Dallas Cowboys owner Jerry Jones agreed to pay the NFL more than $2 million as reimbursement for legal fees following a hearing Monday on his appeal of that payment, according to multiple people familiar with the situation.
The league, at the behest of a number of owners, had ordered Jones to make that payment under a long-standing provision that any owner who brings legal action against the league must reimburse the NFL for legal fees.
Jones exercised his right to appeal and asked for a hearing before NFL Commissioner Roger Goodell. That appeal was heard Monday in Palm Beach, Fla., where owners and league officials are gathered for a set of committee meetings.
“After a hearing with the Commissioner and the Finance Committee, the matter of the reimbursement of legal fees has been resolved to the satisfaction of all parties,” the league said in a written statement.
The NFL’s statement did not elaborate on the details of the resolution.

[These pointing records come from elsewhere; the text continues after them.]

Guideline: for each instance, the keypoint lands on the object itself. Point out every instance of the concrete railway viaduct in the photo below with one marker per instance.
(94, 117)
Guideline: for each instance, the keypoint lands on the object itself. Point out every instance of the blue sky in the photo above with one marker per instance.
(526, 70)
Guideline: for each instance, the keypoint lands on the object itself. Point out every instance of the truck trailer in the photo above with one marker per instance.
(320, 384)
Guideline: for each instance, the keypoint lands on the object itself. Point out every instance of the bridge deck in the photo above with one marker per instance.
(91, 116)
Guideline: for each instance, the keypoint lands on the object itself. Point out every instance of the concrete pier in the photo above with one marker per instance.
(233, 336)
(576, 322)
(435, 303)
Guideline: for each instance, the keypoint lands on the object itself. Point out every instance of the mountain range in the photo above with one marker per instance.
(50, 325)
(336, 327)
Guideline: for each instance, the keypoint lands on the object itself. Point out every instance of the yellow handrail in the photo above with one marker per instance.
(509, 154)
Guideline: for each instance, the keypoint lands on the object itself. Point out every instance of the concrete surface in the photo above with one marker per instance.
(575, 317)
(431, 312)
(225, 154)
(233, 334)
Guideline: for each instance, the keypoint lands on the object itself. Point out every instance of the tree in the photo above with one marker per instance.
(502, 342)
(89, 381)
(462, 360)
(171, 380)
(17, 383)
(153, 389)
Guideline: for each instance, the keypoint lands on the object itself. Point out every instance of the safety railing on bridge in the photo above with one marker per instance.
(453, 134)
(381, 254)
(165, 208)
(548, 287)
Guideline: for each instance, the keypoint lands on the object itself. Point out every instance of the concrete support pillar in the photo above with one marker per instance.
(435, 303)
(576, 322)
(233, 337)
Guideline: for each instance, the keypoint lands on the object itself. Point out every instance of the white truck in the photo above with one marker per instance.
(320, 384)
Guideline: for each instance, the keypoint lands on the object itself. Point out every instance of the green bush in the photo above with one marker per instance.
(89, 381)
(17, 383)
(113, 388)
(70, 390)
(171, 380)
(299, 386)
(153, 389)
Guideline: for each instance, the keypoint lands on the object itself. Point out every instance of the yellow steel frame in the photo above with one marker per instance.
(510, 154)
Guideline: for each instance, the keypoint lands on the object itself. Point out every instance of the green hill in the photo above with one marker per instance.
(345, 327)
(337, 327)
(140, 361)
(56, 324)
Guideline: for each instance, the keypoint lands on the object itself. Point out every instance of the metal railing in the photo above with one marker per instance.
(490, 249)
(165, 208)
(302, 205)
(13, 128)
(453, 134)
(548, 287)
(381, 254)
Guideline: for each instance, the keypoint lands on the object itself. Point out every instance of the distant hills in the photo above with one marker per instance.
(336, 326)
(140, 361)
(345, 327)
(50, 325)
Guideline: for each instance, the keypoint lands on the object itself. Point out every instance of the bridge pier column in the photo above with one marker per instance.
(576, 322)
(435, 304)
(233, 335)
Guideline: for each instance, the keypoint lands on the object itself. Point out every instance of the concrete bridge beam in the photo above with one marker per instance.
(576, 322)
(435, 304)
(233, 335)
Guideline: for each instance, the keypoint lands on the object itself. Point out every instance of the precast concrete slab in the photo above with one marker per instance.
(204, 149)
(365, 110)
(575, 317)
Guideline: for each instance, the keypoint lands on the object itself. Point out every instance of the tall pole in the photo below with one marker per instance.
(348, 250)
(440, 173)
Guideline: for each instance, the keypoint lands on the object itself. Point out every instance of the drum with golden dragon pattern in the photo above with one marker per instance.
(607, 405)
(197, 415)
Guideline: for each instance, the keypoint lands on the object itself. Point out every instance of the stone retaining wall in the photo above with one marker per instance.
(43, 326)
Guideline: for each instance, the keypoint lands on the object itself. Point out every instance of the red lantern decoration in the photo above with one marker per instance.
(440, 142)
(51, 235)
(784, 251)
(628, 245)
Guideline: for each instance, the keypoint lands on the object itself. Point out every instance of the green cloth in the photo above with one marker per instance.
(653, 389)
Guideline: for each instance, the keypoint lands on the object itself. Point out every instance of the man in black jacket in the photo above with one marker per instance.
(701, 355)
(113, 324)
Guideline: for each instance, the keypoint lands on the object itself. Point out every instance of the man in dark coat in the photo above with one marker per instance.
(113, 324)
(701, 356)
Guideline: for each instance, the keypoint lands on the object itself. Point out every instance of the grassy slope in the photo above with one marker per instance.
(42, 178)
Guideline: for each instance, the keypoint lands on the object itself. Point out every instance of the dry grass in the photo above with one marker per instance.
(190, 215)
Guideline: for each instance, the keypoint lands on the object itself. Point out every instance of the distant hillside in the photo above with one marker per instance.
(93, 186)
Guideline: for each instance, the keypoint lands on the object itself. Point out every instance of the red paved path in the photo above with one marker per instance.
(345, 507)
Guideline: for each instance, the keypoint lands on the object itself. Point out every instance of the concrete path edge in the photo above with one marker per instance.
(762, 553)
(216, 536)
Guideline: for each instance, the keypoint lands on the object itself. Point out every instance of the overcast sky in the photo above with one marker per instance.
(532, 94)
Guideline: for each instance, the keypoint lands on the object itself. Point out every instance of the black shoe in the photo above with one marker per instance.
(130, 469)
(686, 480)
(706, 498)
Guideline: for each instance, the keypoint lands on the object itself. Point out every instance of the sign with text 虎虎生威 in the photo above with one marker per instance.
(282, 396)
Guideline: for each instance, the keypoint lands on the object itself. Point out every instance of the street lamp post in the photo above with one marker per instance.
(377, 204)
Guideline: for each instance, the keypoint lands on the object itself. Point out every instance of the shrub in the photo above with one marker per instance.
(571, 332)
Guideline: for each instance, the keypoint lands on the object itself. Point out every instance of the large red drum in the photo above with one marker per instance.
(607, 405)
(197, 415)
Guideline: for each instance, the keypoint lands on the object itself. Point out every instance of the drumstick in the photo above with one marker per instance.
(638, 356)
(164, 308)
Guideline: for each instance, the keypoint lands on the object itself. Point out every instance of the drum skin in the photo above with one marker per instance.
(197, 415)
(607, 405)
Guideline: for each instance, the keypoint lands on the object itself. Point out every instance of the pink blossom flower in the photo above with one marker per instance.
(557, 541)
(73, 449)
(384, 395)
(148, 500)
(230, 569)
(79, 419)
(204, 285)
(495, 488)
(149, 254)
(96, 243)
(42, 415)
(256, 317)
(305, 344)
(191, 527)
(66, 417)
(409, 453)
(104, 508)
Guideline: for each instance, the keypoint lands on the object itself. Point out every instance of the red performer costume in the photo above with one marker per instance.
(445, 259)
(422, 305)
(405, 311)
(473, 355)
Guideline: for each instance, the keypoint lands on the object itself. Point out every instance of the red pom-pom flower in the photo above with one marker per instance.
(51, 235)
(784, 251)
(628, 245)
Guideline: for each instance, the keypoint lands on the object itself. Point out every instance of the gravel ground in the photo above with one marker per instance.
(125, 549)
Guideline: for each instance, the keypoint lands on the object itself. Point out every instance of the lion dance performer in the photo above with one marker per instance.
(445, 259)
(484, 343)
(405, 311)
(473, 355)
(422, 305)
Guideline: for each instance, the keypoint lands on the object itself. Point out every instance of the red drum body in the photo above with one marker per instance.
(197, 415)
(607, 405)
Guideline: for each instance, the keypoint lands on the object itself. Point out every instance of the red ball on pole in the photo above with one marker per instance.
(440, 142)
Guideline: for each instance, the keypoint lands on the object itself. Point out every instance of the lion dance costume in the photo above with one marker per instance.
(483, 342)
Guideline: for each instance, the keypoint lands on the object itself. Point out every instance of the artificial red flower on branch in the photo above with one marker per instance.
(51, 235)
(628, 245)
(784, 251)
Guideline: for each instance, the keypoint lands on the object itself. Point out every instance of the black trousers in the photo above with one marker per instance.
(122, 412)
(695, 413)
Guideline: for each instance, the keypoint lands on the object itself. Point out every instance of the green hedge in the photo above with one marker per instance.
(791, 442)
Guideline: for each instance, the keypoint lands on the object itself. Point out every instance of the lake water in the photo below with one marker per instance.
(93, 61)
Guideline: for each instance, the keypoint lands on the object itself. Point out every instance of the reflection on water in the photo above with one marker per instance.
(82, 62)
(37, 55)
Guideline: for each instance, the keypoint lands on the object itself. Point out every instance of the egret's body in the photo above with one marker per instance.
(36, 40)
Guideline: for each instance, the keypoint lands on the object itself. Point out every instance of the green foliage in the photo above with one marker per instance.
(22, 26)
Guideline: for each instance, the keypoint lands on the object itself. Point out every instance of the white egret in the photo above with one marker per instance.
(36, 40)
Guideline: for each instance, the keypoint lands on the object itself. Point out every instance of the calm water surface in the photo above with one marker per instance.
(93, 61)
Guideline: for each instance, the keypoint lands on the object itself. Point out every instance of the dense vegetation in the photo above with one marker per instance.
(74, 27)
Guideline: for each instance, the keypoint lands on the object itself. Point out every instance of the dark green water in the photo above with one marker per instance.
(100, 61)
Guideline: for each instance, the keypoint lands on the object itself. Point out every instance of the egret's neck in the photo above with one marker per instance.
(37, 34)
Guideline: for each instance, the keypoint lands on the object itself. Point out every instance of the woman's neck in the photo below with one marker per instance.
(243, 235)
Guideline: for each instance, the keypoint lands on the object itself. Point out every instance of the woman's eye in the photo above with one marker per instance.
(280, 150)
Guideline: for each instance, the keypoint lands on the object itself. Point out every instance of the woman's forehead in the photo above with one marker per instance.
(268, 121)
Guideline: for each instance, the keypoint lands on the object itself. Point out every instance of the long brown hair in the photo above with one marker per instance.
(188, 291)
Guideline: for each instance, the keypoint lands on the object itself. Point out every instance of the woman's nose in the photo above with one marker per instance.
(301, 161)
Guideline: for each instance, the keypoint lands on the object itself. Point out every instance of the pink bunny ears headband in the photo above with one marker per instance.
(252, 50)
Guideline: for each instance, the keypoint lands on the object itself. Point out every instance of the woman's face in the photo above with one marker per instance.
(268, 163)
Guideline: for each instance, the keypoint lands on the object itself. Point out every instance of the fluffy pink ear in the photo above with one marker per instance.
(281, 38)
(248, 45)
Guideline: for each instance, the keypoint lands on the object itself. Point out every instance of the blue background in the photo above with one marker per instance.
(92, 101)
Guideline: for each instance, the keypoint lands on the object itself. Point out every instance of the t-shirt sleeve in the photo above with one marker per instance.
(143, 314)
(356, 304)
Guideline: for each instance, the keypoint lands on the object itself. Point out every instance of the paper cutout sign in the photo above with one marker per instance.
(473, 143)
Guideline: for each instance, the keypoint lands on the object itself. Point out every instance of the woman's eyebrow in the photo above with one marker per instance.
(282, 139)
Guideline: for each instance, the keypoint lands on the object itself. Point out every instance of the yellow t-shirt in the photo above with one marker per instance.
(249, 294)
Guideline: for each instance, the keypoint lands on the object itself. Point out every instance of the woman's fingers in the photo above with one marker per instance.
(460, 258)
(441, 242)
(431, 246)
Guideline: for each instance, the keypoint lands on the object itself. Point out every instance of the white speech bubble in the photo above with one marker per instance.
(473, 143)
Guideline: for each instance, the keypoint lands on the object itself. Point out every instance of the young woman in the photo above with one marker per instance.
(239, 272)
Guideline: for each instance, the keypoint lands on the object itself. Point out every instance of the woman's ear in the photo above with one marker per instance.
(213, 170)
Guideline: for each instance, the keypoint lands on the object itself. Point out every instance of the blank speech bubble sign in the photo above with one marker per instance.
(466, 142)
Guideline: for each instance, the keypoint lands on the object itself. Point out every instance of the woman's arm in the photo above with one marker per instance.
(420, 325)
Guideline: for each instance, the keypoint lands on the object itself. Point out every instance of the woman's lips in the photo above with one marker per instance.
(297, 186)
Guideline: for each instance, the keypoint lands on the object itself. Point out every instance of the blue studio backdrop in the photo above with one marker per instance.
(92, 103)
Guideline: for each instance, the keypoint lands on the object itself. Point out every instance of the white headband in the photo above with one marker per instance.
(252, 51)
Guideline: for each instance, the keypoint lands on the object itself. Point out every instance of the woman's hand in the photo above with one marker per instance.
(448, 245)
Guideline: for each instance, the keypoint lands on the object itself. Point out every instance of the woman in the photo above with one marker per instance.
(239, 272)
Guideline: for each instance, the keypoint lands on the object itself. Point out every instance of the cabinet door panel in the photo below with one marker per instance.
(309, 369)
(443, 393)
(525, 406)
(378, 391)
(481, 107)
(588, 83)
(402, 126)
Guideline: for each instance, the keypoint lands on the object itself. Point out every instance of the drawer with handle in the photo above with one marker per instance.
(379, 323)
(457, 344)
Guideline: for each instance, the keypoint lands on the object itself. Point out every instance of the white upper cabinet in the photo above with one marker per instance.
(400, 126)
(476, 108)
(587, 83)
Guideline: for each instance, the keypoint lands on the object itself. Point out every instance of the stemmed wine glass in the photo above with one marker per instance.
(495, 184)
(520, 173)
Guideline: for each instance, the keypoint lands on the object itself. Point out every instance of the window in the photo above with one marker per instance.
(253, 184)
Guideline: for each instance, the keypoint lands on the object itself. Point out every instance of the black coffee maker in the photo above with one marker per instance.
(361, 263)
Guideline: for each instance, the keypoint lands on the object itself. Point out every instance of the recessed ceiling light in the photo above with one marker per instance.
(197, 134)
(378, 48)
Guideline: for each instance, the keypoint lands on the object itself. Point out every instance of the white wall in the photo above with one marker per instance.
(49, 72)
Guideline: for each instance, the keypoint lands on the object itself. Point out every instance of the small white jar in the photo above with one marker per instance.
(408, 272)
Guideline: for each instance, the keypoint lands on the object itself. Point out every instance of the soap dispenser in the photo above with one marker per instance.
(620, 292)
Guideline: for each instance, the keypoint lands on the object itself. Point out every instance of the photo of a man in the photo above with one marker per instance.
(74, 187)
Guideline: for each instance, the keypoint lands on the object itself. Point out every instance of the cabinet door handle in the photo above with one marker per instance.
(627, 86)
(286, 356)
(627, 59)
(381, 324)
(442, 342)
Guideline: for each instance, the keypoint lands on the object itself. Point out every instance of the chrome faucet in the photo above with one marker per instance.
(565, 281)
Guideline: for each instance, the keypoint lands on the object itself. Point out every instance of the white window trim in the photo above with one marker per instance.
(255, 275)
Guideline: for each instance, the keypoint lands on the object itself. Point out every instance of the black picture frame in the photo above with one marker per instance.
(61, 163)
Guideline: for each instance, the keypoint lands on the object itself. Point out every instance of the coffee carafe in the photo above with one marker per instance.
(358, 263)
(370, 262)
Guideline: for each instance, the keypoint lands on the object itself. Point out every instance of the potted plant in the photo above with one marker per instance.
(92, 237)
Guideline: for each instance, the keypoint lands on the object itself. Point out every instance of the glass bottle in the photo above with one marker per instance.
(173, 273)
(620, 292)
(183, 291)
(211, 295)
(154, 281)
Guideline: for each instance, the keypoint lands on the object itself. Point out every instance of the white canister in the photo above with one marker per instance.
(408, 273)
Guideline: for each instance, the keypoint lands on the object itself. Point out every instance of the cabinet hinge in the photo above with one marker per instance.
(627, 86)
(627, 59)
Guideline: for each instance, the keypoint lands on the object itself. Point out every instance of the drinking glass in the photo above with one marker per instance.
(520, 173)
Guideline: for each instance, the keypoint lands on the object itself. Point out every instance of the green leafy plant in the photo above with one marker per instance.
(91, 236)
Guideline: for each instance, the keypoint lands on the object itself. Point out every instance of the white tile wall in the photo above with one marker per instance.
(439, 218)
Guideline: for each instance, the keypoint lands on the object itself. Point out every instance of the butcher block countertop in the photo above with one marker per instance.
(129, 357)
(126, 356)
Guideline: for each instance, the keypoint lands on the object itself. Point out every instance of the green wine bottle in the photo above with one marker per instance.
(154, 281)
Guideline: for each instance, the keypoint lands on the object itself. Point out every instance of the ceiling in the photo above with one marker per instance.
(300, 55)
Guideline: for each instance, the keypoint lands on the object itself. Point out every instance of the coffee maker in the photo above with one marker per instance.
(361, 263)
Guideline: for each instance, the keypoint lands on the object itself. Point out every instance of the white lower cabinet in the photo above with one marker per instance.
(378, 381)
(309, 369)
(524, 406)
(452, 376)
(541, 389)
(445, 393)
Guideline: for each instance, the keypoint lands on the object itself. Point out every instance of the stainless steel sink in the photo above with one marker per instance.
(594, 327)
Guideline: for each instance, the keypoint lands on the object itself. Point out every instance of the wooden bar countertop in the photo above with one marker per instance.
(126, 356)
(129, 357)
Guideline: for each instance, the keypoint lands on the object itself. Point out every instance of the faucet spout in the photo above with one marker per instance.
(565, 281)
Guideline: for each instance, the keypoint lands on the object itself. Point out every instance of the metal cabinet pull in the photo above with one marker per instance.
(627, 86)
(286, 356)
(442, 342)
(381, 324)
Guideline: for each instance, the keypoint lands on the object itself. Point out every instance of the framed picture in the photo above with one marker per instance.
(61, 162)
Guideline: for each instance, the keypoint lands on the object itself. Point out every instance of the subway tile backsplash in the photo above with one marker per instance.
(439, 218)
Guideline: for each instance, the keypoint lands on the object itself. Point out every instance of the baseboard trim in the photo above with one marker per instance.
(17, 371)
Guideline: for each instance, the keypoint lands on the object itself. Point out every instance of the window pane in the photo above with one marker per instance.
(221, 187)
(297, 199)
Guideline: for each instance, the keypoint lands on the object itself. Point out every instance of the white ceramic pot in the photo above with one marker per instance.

But two people with knowledge of the case said Jones had agreed to make the payment.
The Cowboys declined to comment through a spokesman.
The order for Jones to repay legal fees was tied to his and the team’s involvement in the failed legal challenge by Cowboys running back Ezekiel Elliott of his six-game suspension by the NFL under the personal conduct policy and to Jones’s unsuccessful attempt last year to block Goodell’s five-year contract extension, people familiar with the case had said.
The owners’ compensation committee had told Jones that he was guilty of conduct detrimental to the league for his efforts to halt Goodell’s extension.